While searching for almond butter at Shop Rite I never found much of a selection. They had a few different types of peanut butter, but only two kinds of almond butter. The first kind was a national brand and was sweetened and homogenized. I also saw they carried a smaller "hippie" brand, Maranatha. It was unhomogenized, but the ingredient list said, "evaporated cane juice." In other words, a fancy name for sugar. I knew I had two choices if I wanted sugar-free almond butter. I could either suck it up and go to Whole Foods, or wait until the next time I could make it to the farmer's market where they have a vendor who sells homemade nut butters. Either way I could be paying ten bucks a jar.

Yesterday I want to Whole Foods in search of some free range chicken and some almond butter. Whole Foods has a much better nut butter selection and includes unsweetened almond butter. I was quickly able to find a jar. I think the store brand was sugar free. On a lower shelf I saw the Maranatha brand.
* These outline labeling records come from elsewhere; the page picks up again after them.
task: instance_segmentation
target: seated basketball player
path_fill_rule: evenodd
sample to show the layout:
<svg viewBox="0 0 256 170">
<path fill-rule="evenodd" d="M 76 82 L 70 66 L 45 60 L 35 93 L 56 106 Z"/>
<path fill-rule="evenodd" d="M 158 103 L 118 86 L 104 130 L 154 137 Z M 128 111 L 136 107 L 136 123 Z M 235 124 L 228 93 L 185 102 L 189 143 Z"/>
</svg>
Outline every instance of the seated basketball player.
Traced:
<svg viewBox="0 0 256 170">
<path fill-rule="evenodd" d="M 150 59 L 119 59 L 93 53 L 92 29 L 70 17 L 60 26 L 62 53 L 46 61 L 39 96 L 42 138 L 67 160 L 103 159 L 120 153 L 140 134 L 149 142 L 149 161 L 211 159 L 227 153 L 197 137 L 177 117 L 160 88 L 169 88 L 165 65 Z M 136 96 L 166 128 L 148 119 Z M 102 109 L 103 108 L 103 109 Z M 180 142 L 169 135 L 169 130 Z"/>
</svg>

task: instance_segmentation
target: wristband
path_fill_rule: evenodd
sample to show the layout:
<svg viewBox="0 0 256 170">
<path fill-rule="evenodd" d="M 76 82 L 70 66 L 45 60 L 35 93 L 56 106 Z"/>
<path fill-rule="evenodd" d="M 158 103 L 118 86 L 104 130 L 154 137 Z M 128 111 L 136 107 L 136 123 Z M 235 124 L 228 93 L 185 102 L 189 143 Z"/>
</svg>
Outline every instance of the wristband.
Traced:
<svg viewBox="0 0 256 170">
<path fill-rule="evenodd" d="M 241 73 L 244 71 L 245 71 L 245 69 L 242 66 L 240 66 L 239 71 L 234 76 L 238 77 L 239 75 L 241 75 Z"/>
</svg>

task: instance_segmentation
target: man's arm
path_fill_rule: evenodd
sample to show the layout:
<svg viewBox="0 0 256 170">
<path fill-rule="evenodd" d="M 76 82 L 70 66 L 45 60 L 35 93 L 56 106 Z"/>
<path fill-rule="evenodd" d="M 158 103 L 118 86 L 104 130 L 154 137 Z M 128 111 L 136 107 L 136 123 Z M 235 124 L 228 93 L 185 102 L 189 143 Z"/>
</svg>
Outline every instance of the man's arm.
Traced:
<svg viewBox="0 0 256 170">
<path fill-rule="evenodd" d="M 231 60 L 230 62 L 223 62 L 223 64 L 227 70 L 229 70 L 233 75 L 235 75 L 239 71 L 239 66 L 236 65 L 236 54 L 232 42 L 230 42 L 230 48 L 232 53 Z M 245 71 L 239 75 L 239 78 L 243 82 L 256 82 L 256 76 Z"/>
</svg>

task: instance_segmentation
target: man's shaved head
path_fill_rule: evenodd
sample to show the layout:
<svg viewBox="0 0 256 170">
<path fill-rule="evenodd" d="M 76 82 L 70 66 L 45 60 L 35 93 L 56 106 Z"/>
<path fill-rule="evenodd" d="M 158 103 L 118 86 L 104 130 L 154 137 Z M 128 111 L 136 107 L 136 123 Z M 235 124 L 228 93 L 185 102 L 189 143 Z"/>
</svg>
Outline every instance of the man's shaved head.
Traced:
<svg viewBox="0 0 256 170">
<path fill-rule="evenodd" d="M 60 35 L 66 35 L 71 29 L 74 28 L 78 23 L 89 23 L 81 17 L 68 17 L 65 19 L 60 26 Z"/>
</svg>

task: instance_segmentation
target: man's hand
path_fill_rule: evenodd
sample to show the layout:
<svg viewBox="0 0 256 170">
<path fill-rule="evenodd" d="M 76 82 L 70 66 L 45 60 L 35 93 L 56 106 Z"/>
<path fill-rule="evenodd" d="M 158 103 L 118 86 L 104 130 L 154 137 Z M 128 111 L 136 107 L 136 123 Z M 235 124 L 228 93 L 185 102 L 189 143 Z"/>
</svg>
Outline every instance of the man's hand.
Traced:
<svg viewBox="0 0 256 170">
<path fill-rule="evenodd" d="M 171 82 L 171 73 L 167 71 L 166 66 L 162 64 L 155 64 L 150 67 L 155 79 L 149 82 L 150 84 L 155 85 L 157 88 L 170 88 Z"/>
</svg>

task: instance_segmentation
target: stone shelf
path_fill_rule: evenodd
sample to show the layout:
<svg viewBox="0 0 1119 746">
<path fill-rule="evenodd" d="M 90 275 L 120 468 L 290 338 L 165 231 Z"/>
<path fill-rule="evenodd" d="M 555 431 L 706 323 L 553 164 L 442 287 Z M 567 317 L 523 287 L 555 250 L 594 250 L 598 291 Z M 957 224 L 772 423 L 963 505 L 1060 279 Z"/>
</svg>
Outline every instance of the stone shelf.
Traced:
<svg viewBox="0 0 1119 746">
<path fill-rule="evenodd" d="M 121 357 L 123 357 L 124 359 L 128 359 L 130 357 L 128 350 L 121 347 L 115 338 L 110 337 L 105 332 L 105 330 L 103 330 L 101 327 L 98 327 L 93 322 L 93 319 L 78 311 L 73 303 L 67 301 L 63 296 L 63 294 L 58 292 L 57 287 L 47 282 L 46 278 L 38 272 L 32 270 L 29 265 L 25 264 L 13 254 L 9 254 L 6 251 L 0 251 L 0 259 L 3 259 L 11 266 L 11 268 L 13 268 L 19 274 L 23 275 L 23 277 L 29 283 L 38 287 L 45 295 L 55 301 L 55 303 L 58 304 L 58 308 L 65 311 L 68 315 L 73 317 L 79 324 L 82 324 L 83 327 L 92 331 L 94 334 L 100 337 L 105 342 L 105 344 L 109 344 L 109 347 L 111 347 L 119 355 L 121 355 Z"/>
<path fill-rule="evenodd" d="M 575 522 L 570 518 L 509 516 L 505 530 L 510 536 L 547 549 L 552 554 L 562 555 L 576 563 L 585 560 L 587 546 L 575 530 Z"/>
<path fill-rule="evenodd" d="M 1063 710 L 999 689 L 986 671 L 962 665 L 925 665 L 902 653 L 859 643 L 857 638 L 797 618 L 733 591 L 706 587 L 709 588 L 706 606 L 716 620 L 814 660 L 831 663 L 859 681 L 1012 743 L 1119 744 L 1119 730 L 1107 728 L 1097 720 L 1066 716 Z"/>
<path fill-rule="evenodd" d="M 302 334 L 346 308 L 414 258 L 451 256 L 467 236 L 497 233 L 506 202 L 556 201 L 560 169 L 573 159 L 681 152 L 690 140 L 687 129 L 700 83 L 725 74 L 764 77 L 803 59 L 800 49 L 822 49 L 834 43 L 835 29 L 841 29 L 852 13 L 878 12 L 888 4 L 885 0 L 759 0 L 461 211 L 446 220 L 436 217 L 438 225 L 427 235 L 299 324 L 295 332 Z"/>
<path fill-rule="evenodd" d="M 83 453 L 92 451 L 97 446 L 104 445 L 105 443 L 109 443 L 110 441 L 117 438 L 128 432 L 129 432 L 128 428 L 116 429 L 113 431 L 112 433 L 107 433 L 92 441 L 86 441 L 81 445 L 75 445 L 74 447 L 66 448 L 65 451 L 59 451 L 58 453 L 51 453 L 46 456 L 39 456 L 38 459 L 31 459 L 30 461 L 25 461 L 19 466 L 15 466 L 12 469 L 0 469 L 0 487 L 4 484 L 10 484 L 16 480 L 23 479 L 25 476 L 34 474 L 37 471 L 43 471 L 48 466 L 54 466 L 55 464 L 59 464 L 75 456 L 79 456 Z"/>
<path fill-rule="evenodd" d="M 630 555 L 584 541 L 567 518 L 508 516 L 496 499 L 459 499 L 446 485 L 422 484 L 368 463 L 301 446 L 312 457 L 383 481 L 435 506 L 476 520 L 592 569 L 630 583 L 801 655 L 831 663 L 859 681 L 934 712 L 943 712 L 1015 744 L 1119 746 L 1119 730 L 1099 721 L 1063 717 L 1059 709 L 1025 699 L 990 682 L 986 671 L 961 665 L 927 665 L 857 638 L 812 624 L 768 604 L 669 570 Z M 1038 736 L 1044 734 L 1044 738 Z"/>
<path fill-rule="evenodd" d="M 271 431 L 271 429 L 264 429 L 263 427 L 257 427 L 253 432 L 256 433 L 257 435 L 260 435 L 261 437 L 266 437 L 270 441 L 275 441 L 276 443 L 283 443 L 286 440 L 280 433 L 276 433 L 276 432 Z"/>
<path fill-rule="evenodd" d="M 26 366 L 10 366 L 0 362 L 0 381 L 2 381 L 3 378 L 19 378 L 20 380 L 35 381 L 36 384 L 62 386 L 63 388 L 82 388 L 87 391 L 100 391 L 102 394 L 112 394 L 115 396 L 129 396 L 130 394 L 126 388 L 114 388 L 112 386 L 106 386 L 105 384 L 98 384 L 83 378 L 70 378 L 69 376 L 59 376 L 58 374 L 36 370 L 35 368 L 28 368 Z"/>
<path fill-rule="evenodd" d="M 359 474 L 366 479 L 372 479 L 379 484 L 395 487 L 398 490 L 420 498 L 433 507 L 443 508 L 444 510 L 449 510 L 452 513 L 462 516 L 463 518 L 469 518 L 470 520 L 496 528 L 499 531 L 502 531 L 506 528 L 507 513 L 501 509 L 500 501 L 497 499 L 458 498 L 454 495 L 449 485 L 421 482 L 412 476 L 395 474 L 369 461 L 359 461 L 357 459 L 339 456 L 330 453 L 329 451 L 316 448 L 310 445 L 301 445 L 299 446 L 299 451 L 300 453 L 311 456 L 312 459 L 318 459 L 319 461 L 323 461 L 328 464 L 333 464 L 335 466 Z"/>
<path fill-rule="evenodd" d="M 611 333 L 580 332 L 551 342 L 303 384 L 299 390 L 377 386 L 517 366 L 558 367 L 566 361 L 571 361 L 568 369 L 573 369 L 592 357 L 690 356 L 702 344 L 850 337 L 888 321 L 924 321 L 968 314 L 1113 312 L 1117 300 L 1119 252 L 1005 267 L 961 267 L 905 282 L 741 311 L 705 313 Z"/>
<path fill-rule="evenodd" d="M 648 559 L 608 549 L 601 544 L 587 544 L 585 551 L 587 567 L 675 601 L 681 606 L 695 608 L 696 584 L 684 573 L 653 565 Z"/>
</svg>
Curious, I picked up the jar of Maranatha almond butter and checked out the ingredients. I don't know why I thought this jar would be different from the ones in Shop Rite, but I decided to check anyway. Isn't Whole Foods supposed to be about being healthy and natural? Why would Whole Foods be selling a brand that pretends to be natural but is full of sugar?

The ingredient list on this jar of almond butter did not include any sugar.

So why is it that two different stores sell jars of an almost identical product but one has sugar and one doesn't? It's not as if the jar of almond butter without sugar is advertised as sugar free. The buyer has no idea if the product contains sugar or not unless she picks up the jar and reads the ingredient list. Clearly this company sells one type of product to one store and one to the other, or else the buyers for the respective stores feel the need to present a certain version of the product to the customers.

Is the assumption that Whole Foods is for the elite and Shop Rite is for the unwashed masses and the unwashed masses are a bunch of fat, sugar, grubbing cretins?

Is it assumed that if you care about the sugar content of your food, you will automatically shop at Whole Foods?

I surely can't be the only shopper out there who is concerned about her finances as well as her health.

Maybe the assumption is that if you are that concerned about your health, you will be willing to pay the extra money for the privilege. In a sense, that is what I just did.

Who is making these assumptions and why?